Ryan’s grandfather, Toler, and his sister, Mary Jo, were the first pilots in the McCutcheon family. Both became pilots around the same time that their father carved out a suitable landing site on family property he had owned for around a decade at the time.
“The original tract of land the airstrip is on was around 750 acres. Today, the land is divided up between a few family members totaling around 500 acres,” Ryan said.
Legend says it took quite an effort to make sure that Sidney’s children (and now, great-grandchildren) had a convenient place to fly from.
“From what I have been told, the airstrip took two years to complete and required a lot of dirt work to be done,” Ryan said. “I was always told that they pushed two big hills together to create the airstrip, so the construction must have begun around 1947 and the field was completed and [became] FAA official in August of 1950.”
Since its completion 72 years ago, the airfield has stayed in the family. Throughout this timeframe, the busiest times were the ’50s and ’60s, when “…there were many fly-ins hosted there.”
These gatherings of family and friends at the runway boasted a number of aircraft, including some based at McCutcheon Field.
“The first aircraft based at the strip was a Piper PA-12 Super Cruiser. Soon after the airstrip’s completion, a Cessna 170 was purchased and then a Piper Pacer and finally the last aircraft based at the airstrip was a Cessna 172.”

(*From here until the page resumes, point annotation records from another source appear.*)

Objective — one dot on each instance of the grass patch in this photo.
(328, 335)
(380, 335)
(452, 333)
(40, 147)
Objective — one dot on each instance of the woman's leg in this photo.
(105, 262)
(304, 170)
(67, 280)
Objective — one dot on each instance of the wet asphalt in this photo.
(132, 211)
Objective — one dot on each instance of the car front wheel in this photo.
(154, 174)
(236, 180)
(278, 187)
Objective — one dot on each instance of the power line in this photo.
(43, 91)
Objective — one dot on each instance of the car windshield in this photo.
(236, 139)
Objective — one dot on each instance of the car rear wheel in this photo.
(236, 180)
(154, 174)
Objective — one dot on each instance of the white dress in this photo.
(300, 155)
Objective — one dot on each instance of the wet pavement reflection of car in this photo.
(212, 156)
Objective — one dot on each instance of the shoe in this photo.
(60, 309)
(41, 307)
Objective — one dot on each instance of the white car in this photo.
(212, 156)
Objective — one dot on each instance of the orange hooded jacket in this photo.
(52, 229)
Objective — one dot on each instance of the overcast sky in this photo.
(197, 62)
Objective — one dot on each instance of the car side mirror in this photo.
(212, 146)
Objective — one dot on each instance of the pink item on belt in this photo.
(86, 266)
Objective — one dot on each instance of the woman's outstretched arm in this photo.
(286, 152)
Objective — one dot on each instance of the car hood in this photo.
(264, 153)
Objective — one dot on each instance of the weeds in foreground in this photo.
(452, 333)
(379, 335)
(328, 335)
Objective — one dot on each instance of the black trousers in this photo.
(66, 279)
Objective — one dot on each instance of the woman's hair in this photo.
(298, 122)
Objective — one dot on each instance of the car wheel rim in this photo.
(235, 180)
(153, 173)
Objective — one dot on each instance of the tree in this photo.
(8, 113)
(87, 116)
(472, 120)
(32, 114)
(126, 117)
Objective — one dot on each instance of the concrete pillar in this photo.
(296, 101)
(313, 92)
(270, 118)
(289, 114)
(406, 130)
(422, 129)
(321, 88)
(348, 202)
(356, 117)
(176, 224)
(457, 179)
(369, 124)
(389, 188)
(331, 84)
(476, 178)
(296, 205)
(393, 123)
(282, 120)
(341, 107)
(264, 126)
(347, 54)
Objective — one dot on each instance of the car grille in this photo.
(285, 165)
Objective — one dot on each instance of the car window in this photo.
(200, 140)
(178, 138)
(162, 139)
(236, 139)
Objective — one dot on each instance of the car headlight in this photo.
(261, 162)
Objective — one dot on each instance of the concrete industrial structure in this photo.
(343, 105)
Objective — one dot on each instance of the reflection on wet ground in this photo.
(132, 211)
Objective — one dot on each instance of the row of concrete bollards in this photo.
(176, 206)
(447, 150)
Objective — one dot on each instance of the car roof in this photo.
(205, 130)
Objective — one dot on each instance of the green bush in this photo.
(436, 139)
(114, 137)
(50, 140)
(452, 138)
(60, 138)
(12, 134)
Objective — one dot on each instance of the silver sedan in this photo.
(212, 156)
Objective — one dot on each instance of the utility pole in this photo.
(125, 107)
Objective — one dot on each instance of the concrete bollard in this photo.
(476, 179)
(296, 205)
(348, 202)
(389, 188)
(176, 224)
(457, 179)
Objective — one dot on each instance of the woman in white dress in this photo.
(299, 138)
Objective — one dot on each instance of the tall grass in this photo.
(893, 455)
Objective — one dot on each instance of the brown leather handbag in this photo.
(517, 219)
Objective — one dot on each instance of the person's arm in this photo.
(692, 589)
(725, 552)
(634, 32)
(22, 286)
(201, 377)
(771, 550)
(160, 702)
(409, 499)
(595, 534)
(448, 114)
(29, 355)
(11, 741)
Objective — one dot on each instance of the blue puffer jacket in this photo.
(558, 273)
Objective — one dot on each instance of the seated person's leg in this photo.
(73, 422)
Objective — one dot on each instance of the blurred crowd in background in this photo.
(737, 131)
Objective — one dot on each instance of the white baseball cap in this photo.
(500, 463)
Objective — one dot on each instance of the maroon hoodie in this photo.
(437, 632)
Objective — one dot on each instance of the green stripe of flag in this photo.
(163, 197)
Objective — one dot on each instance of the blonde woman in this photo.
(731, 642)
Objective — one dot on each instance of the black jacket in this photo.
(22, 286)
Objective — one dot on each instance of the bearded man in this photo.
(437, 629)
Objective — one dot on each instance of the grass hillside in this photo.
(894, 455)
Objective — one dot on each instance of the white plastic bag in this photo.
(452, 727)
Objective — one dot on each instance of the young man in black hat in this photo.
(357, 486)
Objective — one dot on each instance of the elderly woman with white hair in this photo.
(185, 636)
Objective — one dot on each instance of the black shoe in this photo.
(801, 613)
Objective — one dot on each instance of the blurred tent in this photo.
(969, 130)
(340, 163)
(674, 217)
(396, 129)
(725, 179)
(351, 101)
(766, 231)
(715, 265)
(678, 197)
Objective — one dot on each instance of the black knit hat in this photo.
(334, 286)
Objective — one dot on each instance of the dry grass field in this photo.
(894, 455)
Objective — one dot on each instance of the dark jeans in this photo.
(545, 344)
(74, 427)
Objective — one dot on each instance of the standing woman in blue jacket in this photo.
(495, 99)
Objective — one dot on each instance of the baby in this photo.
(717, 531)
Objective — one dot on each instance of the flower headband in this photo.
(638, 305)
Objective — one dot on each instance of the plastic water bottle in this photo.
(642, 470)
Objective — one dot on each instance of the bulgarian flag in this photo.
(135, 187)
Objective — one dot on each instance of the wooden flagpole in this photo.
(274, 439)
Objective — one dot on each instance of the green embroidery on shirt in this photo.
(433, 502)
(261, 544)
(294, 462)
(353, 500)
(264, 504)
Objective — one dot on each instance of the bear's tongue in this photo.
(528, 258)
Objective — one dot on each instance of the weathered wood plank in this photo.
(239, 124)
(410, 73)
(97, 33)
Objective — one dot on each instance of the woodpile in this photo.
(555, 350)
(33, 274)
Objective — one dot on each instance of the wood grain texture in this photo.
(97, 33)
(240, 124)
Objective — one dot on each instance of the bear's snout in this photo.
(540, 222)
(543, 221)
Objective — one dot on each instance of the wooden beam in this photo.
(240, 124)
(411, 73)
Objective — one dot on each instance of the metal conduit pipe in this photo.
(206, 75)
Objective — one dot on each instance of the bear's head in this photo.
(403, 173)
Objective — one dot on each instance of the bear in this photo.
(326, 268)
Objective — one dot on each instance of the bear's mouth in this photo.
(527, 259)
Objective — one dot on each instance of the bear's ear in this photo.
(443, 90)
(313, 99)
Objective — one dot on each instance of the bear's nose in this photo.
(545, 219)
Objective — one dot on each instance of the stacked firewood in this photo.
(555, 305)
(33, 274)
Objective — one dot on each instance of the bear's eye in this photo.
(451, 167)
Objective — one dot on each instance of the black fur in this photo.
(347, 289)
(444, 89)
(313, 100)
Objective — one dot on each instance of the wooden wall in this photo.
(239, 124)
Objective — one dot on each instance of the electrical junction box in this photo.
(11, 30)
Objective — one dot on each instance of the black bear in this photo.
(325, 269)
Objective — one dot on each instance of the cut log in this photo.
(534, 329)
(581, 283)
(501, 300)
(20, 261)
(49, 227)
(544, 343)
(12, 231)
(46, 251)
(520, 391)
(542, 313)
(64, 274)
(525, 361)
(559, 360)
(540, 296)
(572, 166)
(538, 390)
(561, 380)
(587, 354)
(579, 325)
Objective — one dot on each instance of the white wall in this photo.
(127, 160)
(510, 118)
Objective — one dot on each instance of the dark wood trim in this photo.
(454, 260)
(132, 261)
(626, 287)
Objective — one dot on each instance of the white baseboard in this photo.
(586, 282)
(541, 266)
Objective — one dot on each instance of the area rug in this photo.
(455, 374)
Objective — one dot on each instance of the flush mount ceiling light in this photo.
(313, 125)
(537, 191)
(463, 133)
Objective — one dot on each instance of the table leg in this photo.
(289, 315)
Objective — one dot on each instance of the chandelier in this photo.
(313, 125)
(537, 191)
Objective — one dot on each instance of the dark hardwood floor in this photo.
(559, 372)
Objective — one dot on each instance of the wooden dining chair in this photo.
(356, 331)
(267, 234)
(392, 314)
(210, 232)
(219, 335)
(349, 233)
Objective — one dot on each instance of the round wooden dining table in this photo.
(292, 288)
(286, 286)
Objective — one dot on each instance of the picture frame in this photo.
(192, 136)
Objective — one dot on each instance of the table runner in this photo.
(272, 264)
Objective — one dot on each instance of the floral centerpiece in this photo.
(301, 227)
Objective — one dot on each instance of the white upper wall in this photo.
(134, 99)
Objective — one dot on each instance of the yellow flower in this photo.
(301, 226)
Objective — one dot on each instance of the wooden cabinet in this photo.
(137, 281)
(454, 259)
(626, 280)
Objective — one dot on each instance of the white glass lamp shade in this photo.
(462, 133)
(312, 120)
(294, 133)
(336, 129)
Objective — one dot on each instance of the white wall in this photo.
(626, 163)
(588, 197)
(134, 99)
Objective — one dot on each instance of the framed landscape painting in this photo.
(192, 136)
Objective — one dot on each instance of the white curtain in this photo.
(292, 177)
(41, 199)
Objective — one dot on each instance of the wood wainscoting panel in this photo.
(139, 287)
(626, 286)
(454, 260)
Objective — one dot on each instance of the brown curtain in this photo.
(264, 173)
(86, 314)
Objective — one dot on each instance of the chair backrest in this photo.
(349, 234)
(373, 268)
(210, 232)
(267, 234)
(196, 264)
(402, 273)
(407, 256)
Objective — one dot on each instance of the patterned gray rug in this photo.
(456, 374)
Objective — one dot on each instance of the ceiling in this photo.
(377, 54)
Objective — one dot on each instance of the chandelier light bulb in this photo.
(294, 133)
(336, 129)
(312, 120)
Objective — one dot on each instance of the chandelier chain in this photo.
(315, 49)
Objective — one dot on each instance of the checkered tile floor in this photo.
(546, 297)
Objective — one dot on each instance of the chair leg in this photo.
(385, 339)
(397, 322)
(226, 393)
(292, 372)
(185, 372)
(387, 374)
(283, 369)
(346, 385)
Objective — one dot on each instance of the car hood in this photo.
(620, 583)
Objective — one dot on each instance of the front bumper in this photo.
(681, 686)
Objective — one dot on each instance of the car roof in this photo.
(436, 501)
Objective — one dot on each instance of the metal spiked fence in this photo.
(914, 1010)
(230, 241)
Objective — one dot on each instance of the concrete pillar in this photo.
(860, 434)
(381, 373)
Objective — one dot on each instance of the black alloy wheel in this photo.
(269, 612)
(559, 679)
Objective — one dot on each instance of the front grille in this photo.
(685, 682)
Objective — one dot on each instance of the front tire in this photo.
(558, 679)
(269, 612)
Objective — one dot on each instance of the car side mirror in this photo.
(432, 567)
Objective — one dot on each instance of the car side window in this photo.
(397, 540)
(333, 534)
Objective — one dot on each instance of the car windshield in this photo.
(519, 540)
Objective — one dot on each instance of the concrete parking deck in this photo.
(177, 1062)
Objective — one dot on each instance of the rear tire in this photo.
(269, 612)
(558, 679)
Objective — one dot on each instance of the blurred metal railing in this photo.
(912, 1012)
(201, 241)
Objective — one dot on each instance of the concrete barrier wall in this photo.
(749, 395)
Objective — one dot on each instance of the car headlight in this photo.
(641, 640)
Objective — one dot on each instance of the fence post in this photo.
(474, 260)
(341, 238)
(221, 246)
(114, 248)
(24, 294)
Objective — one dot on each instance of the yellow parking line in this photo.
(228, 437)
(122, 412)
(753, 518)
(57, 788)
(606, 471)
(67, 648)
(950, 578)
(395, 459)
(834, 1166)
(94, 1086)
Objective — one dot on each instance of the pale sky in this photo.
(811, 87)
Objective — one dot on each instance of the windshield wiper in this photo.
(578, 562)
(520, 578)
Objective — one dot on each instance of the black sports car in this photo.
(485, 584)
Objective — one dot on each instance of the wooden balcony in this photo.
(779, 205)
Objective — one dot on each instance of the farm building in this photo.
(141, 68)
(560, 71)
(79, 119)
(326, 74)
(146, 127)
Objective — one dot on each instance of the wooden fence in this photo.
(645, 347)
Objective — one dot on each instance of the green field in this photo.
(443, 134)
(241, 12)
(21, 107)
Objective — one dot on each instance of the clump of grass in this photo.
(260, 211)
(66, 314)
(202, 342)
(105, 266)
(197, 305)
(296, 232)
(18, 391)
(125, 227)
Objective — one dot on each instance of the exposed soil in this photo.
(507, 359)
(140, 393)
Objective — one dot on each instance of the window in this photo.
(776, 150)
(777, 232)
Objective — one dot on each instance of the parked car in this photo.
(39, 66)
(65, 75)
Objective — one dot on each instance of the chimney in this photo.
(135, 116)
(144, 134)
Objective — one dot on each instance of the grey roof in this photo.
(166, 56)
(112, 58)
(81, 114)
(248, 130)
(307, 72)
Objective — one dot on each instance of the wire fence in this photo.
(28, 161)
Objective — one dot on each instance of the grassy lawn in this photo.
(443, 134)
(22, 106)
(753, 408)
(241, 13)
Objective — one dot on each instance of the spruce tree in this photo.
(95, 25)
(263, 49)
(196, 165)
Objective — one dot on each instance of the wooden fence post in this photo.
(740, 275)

There hasn’t been an airplane based at the field since 1990. But Ryan and his father Jeffery have talked about changing that.
In preparation for another airplane to be added to the ranks that have called McCutcheon Field home, they’ve considered the runway’s future. These discussions have turned to recent heavy landscaping work undertaken on the property.
“Recently, we had the tree line cut back on both sides of the airstrip and cleared trees on the south approach,” Ryan said. “We are going to be doing some surface maintenance this spring trying to smooth the runway out and overseed some different grass.”
It’s 95 feet wide and there are approaches from both ends of the private, north/south runway. There’s a discrepancy between the published airstrip distance and its actual available length, advised Ryan.
“The runway has never had any extensions, it was originally measured as 2,100 feet, but later was measured with better technology as being 2,300 feet.”
And with acres to spare on either end of the current landing strip, there is the potential to expand.
“We have tossed around the idea of lengthening the runway some and trying to push it to between 2,500 feet and 2,700 feet, but that is really just for the hell of it. We have no plans to own a plane that would require that length of runway.”
Currently, the father-son duo is considering Cessna 170s and Piper Pacers. Ryan explained why these two models are front runners.
“[We are] wanting a plane that can do STOL flying but also can cross country too,” Ryan said.
And with the hope of keeping the field operational well into the future, continued upkeep is at the top of the family’s mind.
“Maintenance will be cutting the grass weekly during the spring and summer and small dirt-work projects here and there every couple of years.”